Mike smiled weakly. “Thanks, but, um, be careful with Ben, okay?” The smile slid away and his eyes darkened. Asher gripped the sleeve of his hoodie, bunching it up between his fingers. “It was bad. The way he was screaming….”

Sam nodded, and cleared his throat. “Yeah. We’ll be careful.”

The elevator arrived with a ding, and Dean was getting on, going up to the fourth floor whether Sam was with him or not.

“Take care,” Sam said and hurried to catch up to his brother, sliding sideways between the doors just before they slid closed.

Dean was a wall of silence on the ride up. His jaw was clenched and his eyes were unseeing. Dean didn’t need this on top of mass of guilt he had now that the Mark was off, but he was getting it anyway, and Sam was going to make sure he didn’t doing something stupid.

Dean was really good at doing something stupid.

The fourth floor was the pediatric ward, and the room was two doors past the nurse’s station. Sam ignored the Wizard of Oz mural on the wall as they stepped into the room and tried not to think of Charlie, focusing instead on the kid slumped into the pillows, fast asleep.

It was Ben. Older, taller, but definitely Ben.

Dean swore as soon as he saw him, lying there beaten all to hell. The late afternoon sun was falling across the bottom of the bed, reflecting off the white waffled blanket, and the stark brightness highlighted just how much damage he had taken. The right side of his face was bruised and swollen, and one shoulder was wrapped and bound, a little bit of dried blood spotting it. The mother changeling hadn’t had Ben long enough to feed from him, and though Lisa had nearly died, Crowley’s kidnapping hadn’t so much as left a single bruise on Ben, but the grindylow had more than made up for the other two.

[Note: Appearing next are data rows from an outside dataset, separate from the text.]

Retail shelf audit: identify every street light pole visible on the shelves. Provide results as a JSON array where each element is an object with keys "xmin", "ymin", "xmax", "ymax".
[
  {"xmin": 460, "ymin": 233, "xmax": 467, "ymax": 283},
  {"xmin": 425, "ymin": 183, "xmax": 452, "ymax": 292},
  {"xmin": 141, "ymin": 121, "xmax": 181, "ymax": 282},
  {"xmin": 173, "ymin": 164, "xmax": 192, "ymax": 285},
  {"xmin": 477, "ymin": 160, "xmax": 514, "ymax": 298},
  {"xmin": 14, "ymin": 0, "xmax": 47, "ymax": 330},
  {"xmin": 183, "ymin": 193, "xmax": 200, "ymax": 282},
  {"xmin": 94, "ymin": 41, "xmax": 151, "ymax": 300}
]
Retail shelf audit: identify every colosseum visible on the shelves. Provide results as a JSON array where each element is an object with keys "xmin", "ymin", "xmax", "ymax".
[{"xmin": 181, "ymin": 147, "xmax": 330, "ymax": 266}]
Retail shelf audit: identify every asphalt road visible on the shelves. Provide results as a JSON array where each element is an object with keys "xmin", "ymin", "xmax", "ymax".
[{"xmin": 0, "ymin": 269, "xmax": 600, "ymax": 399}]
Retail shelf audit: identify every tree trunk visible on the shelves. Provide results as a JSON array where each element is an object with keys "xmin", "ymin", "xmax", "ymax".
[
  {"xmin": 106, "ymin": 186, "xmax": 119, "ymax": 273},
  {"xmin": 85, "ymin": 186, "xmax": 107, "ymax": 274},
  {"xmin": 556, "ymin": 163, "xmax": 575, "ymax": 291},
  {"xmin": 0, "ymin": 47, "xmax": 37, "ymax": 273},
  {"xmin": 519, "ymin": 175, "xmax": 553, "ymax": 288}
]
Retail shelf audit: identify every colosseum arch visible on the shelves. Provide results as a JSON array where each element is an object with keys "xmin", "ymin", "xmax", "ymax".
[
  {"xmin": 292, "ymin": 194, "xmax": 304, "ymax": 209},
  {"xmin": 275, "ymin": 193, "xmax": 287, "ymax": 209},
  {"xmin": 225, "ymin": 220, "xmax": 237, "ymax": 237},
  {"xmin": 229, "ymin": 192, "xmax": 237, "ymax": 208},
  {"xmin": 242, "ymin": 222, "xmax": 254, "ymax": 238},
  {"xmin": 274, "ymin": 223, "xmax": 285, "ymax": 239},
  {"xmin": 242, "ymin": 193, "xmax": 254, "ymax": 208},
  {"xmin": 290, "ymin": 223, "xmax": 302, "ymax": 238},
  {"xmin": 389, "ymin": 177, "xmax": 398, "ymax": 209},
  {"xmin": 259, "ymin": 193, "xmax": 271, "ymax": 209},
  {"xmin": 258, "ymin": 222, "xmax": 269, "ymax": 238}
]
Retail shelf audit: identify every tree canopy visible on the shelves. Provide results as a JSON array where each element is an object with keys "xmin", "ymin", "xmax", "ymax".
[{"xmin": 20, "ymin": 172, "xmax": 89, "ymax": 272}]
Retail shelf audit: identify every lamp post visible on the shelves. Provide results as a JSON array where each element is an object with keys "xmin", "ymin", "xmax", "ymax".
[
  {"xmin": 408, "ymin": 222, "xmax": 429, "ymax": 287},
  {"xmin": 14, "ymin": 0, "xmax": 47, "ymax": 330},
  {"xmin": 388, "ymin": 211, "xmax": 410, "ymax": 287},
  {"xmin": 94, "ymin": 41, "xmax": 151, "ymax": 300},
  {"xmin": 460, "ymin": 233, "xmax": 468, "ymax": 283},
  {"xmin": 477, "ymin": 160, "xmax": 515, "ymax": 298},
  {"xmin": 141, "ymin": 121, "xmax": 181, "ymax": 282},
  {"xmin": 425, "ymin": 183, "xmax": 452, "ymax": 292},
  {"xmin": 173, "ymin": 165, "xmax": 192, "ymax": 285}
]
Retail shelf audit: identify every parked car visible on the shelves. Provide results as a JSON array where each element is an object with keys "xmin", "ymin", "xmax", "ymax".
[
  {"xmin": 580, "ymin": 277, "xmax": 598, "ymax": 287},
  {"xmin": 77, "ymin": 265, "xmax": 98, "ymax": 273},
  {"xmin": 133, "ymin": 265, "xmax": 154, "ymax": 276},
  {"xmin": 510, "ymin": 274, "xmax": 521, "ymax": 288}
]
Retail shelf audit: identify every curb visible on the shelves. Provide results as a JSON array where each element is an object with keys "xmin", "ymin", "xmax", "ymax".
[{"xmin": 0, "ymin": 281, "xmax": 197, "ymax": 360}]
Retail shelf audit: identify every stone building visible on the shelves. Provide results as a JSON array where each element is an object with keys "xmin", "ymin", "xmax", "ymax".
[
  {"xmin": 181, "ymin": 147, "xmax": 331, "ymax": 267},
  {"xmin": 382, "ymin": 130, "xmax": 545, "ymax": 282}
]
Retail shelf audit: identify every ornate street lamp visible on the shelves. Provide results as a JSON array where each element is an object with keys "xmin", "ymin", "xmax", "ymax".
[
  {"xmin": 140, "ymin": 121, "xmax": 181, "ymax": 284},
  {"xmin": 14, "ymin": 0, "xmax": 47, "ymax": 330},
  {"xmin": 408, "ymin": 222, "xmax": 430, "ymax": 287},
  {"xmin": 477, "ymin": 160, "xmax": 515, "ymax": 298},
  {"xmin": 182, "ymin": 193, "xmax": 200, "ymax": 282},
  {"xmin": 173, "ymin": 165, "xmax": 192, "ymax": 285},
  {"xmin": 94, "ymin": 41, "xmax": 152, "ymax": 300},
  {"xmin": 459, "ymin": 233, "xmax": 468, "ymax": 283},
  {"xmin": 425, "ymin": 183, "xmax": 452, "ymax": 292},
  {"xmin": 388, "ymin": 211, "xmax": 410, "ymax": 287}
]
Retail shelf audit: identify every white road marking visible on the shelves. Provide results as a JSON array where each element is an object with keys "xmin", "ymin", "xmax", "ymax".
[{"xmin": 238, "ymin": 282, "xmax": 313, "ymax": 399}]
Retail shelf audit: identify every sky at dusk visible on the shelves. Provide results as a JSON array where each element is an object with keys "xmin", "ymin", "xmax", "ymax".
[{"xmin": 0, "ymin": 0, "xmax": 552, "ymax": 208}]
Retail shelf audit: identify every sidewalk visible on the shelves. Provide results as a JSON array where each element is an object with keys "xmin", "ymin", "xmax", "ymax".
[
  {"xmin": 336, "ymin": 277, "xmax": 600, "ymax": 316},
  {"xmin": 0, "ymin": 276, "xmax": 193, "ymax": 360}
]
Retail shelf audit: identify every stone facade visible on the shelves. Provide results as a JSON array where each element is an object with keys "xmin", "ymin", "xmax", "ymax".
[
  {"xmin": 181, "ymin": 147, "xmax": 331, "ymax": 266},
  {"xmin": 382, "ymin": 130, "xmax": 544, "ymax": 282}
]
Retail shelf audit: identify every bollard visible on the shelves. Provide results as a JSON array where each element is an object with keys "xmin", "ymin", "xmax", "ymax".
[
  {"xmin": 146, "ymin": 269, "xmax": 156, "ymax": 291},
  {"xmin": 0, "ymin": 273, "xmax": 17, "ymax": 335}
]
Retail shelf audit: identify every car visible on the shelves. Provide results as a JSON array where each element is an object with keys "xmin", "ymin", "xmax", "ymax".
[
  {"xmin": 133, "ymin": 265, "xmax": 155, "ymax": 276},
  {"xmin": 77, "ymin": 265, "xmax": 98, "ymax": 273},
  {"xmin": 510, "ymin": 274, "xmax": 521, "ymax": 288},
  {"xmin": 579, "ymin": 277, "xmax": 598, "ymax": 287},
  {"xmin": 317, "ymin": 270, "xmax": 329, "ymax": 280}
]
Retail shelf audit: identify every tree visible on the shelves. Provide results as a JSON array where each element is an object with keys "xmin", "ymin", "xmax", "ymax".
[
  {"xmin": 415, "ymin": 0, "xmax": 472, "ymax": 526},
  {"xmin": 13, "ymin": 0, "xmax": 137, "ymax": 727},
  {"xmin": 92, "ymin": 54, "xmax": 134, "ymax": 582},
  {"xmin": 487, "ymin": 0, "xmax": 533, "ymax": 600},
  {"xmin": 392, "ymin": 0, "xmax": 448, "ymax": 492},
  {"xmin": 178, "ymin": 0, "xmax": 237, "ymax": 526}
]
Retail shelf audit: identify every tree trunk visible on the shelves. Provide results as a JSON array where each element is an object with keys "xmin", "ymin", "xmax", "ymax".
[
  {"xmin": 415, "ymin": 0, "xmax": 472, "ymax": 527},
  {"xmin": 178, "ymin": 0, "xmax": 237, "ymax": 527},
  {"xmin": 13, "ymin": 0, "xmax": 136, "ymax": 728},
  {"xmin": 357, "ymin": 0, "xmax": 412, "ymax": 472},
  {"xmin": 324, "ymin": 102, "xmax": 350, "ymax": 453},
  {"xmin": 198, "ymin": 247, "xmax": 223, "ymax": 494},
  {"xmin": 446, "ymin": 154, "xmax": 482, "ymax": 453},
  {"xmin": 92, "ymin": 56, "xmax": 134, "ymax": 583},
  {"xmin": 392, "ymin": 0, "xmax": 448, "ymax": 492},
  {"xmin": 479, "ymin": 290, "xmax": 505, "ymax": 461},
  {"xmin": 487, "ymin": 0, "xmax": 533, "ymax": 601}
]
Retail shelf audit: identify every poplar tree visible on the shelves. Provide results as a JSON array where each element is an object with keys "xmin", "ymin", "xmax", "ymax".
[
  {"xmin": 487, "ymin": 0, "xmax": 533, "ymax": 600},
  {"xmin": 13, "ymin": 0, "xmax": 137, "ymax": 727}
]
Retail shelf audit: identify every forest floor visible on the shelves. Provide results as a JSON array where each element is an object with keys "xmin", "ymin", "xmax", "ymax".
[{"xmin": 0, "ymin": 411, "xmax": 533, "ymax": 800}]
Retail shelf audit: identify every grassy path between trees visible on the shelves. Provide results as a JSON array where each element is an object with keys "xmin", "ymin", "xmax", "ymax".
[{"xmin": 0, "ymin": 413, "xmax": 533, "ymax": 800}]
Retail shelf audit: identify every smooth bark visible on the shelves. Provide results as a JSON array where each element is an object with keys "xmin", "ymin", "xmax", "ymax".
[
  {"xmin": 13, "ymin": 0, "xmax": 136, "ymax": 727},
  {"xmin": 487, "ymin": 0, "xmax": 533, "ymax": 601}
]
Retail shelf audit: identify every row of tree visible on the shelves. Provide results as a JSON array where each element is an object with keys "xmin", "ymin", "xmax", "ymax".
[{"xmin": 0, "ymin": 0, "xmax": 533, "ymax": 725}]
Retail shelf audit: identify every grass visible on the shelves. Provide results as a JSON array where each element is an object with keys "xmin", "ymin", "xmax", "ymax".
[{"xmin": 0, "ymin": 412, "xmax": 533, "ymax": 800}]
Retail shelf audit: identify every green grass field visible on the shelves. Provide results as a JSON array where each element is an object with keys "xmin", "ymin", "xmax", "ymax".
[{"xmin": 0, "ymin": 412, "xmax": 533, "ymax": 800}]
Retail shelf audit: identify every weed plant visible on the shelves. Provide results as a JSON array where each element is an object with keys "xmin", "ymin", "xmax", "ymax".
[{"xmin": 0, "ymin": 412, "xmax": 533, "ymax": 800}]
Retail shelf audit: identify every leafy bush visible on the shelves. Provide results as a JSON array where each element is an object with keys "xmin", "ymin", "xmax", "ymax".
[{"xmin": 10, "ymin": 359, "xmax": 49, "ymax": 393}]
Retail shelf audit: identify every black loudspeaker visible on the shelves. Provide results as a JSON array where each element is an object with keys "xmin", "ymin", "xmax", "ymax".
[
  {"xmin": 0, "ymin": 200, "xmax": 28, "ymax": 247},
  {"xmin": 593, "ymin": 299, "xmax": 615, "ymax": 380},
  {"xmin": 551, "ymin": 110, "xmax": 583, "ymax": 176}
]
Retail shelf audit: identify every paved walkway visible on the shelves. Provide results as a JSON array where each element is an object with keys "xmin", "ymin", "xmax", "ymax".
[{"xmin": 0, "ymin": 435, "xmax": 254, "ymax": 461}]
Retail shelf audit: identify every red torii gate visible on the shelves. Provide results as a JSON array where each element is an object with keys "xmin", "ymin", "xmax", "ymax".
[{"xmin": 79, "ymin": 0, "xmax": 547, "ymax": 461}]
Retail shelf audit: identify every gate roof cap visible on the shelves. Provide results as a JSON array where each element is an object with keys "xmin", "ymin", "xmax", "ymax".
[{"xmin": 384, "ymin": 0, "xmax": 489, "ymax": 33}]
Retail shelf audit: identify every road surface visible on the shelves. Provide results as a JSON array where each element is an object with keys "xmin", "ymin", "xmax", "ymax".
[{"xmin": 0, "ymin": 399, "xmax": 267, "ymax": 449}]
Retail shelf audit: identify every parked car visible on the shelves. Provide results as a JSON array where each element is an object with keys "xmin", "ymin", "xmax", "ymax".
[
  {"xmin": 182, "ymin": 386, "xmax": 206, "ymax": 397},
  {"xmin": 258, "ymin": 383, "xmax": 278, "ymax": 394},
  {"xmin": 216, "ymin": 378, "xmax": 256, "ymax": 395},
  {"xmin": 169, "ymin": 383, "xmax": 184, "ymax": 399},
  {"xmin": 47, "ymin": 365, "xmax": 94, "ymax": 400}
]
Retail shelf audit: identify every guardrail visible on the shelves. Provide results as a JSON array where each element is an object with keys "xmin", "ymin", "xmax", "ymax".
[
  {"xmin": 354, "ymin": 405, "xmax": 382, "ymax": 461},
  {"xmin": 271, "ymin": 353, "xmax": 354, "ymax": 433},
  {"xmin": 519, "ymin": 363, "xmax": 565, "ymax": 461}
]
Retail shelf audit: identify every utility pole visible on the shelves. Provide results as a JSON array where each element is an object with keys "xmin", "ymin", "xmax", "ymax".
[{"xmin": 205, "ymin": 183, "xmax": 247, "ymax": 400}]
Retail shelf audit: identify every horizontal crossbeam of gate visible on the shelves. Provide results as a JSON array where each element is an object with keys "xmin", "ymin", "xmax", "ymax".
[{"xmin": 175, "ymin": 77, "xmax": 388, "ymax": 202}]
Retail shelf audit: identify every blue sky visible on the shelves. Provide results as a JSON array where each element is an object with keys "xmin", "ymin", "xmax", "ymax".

Sam kept a little back, giving Dean his moment as much solitude as he could. He expected Dean to touch him, to pet his hair or take his hand or something. Dean did reached out, hand trembling, but he snatched it back at the last second, clenched it hard at his side.

Sam wasn’t surprised.

“I’m sorry, Ben,” Dean muttered, and then a sharp pivot later, he was gone, stalking out of the room.

Sam sighed, and stood a minute more, watching Ben sleep. He had always thought Ben looked a little more like their dad than Dean, but had kept that opinion to himself. He could really see it now that Ben was older, something in the jawline and the shape of the eyes, and wondered idly if he was like John in other ways. If he was, Sam hoped he got all of the good and none of the bad.

“You did good, Ben.” Sam reached out and touched the back of his hand lightly because his brother hadn’t allowed it for himself. “You did really, really good.”

Ben shifted a little in his sleep, but didn’t wake.

Reluctantly, Sam turned, left him there sleeping and oblivious to their visit. Ben had had other people around him now, an uncle Mike Sorenson had mentioned and Lisa and probably Mike and Asher now, since facing down grindylows was the kind of thing that can make lifelong friendships. Dean didn’t have anyone but Sam, though, and on occasion, Castiel, and right now Dean was Sam’s priority.

Dean wasn’t in the hallway or at the elevator, and it took a little while, but Sam finally found him sitting in the Impala, his hands clenched on steering wheel at 10 and 2 and staring straight ahead.

“You okay?” Sam asked slipping into the passenger’s seat.

Dean gave him one of those smiles, brittle and pained, the kind that said he was anything but.

“I’m always okay, Sammy,” he said and started the car.

Liar, Sam thought, and let the matter go.